Blessed is God, Sovereign of the Universe, who frees all those who are imprisoned.
“This is my Jewish friend. She was shot and lost an eye defending Sheikh Jarrah. I was the first to visit her in the hospital. Her father came too. He used to be a settler and hated Arabs. After weeks of seeing me support his daughter and seeing what the occupiers did, he apologised and changed his mind completely. He told me he could now understand all the lies he had been told.”
Blessed is God, Sovereign of the Universe, who opens the eyes of those who cannot see.
It is remarkable that a racist could turn away from hate. It is more remarkable that such a man as Saleh would not feel it.
On either side of his home, there are settlers. At the back, from behind barbed wire, settlers throw rocks at his family. At the front is another house, filled up with Israeli flags and security infrastructure, where settlers live who have told him they want to burn him alive, just like they did to the Dawabsheh family in Duma.

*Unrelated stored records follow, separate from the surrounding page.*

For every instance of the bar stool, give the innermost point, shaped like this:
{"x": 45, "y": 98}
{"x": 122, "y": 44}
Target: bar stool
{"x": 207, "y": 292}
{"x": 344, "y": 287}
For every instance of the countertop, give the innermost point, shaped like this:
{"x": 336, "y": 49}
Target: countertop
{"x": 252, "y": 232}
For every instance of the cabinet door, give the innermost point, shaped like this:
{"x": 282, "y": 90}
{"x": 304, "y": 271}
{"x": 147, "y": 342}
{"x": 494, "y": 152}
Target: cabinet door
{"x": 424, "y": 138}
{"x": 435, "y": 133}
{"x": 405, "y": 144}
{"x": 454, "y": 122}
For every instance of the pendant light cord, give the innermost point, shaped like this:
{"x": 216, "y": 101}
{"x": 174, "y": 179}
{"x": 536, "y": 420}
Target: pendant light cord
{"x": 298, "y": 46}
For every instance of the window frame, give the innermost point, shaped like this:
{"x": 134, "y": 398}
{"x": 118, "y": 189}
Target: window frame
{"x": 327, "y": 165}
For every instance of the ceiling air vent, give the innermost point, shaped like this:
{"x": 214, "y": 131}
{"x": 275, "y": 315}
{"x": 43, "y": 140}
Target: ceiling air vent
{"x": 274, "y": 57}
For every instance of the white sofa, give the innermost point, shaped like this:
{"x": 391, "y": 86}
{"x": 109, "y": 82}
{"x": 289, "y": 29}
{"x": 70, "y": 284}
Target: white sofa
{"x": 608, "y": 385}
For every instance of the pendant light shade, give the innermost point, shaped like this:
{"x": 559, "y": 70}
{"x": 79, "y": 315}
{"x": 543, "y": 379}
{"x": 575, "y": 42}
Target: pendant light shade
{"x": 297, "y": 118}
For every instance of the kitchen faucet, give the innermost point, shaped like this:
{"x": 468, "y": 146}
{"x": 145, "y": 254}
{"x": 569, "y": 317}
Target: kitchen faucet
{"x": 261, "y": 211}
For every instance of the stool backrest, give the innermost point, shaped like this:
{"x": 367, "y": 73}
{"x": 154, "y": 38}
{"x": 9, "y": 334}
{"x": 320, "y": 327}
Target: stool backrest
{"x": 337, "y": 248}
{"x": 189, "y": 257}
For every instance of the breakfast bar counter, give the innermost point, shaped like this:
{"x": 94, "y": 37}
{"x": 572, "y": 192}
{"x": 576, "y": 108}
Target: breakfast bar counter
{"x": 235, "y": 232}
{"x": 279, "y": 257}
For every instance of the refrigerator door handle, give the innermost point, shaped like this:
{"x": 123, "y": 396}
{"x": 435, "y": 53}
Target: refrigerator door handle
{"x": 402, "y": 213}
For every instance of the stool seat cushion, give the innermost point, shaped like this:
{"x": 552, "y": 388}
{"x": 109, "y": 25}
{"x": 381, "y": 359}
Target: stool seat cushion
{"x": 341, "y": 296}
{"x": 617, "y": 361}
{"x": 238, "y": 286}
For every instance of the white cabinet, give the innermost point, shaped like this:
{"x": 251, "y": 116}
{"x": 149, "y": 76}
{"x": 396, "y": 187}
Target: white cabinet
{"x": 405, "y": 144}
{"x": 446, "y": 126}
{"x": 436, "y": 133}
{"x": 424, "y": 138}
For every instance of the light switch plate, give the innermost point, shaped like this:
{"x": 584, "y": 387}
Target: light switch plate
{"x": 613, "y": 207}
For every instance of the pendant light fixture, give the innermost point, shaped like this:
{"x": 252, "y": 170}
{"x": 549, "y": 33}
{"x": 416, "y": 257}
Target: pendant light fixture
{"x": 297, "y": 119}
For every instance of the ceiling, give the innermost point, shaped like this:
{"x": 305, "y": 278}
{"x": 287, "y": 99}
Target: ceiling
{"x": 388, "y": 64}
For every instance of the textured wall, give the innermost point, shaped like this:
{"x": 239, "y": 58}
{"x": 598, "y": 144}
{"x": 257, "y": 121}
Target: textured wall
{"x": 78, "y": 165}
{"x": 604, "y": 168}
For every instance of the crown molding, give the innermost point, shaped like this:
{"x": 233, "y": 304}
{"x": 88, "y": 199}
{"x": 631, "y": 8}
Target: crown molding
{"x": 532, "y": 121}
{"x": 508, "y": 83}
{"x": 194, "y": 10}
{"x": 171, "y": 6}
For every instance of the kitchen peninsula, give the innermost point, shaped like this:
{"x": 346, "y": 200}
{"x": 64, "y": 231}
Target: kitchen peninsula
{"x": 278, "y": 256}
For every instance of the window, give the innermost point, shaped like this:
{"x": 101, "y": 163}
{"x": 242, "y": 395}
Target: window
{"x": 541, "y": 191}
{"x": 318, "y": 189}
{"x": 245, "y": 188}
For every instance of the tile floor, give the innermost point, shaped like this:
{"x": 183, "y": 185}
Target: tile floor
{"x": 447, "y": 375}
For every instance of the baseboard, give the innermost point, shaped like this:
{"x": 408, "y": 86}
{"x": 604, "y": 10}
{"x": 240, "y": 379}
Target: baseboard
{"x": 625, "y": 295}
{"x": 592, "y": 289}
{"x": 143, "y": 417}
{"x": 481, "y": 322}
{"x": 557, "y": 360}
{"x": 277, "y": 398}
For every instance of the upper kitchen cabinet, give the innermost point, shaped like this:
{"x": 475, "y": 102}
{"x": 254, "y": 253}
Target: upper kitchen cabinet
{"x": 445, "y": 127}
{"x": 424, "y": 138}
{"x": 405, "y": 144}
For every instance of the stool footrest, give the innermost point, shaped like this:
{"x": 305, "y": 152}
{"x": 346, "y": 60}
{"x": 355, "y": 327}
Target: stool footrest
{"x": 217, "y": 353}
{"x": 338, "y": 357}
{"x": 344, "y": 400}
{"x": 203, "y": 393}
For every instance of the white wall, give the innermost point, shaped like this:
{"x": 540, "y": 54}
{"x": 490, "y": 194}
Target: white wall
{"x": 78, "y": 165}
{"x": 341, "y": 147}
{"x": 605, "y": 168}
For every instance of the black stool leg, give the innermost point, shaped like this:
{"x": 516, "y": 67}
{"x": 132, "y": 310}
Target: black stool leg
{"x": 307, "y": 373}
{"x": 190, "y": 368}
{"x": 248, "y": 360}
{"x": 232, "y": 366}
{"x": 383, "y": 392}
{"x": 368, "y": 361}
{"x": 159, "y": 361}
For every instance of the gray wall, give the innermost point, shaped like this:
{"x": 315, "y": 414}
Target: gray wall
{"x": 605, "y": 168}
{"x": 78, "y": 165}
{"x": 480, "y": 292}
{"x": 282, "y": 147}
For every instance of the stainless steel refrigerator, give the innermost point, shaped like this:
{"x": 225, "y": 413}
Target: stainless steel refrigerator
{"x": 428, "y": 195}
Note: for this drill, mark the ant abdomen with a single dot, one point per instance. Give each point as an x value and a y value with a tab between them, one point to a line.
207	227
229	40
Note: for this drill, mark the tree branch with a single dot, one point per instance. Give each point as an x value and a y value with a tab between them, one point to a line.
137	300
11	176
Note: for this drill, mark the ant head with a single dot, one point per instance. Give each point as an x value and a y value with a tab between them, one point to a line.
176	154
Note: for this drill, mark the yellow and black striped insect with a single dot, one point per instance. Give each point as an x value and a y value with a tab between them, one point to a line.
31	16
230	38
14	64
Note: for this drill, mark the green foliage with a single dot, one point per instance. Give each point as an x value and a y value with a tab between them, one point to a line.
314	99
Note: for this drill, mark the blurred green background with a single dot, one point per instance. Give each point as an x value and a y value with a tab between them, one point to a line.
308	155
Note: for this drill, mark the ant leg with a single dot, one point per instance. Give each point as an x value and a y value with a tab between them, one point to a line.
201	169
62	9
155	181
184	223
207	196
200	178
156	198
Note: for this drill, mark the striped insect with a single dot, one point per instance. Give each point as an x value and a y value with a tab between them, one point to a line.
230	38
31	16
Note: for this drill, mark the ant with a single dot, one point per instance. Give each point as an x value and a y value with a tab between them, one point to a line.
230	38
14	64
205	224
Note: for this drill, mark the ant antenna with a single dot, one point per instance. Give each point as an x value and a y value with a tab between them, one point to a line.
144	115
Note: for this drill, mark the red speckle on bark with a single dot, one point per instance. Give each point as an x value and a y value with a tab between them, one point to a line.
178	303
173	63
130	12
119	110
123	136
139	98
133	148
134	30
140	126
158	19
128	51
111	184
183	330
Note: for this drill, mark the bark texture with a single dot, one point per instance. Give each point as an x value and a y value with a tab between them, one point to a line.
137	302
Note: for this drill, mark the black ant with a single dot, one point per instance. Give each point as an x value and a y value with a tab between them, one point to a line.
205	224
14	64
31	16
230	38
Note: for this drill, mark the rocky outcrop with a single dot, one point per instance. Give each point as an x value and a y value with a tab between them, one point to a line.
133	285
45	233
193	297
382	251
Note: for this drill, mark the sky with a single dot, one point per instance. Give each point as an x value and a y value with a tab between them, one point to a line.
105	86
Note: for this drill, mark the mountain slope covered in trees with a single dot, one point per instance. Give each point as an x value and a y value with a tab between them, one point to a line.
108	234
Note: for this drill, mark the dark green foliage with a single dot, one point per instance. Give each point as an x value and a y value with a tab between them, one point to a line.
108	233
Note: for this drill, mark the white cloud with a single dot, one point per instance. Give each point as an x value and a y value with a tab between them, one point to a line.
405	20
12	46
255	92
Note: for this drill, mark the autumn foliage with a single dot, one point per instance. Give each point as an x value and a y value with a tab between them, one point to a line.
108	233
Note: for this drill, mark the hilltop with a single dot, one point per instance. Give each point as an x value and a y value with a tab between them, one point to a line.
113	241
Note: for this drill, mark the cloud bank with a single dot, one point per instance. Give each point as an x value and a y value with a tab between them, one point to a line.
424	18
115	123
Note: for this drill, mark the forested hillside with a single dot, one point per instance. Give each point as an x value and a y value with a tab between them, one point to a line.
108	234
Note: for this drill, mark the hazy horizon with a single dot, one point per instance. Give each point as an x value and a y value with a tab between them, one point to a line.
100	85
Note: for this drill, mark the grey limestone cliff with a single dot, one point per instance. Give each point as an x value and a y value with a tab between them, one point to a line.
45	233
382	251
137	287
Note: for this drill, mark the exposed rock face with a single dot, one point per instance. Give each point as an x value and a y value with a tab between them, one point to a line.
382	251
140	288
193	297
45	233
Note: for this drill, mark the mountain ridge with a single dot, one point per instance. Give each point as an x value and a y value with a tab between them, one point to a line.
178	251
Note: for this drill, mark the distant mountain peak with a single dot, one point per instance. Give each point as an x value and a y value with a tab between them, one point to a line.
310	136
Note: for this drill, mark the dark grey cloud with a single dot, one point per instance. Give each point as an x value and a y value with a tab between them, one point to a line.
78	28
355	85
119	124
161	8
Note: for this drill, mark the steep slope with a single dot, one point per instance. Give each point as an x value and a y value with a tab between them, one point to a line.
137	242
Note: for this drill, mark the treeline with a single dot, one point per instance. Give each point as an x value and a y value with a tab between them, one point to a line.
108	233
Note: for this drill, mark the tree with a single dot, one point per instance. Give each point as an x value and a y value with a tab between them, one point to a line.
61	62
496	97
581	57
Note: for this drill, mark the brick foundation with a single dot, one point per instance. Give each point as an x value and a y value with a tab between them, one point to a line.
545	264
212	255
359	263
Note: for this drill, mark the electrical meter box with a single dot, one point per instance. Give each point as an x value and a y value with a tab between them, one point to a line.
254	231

Blessed is God, Creator of the Universe, who lifts up those bent low.
“After October 7th, I had to stop doing the protests. Not for me, but because of my Jewish friends. Since Smotrich, everyone has machine guns. I cannot stand to see someone die because of me. I am ready to die. I have been to jail 25 times. I can endure anything. But I cannot put my Jewish friends in danger any more.”
Blessed is God, Creator of the Universe, who gives strength to the weary.
“I do not hate any Jew, or anyone for being British. I hate the people who are trying to steal my house. Whoever it was, I would try to stop them. I have to have faith in God. I know I have not committed sins, and God knows my heart, and I know God will be with me in the end. We just have to keep our eyes on the future, always looking towards the future.”
He reminds me so much of my dad. And if someone was trying to steal my family’s homes, I would hate them too. I do not know if I would be as compassionate as Saleh. I do not know if I could do that.
Blessed is God, Creator of the Universe, who wipes away sleep from my eyes and slumber from my eyelids.
A commitment to myself
In my early 20s, when university friends first came back from the West Bank with stories of what they had seen, I did not listen as I should have done.
One friend described the death of a child and sitting consoling her mother and said, “There’s just not enough sad in the world for how sad it is.”
I thought, “yes, yes, I know, let’s get onto talking about action we will take and what our solutions are and how we theorise all this.”
I feel thoroughly embarrassed at how callous I was. I feel deep shame and a need to make amends.
I understand better now why I was wrong.
Yesterday, we went to the ruins of Umm al-Khair to show solidarity. There were not enough activists there to keep a permanent protective presence.
So, as we were in the car on the way to a peace conference, we received news that the villagers had been shot by settlers. Apparently, it was a “revenge” attack on them for daring to show their devastation to internationals.
I listened to speeches with grand promises of peace, equality, and coexistence.
Then, in the car on the way back, we heard that the army had also gone in to shoot at the Bedouin too, and destroyed one of their temporary structures.
The people in Umm al-Khair now have had their homes, water, and electricity destroyed. And they have at least two elderly women in hospital. And these were people I met and looked in the eye and wished for God to give them strength. These were friends of friends with full lives.
After the conference, we had no discussions about the speeches or the ideas. There was nothing to talk about. Only Umm al-Khair. Only getting as many internationals and Israelis there as possible. Only doing everything possible to stop them dying.
It is a small piece of everything that is happening here. How can we talk ideologies when people are dying imminently? We may waste our entire time coming up with solutions while entire families, cultures, and livelihoods are destroyed.
This is my promise to myself. I will not be part of that.
I will never, for a moment, let myself think that ideologies matter more than human lives.
I will always prioritise people first.
Because there is not enough sad in the world, and I wish I had seen that sooner.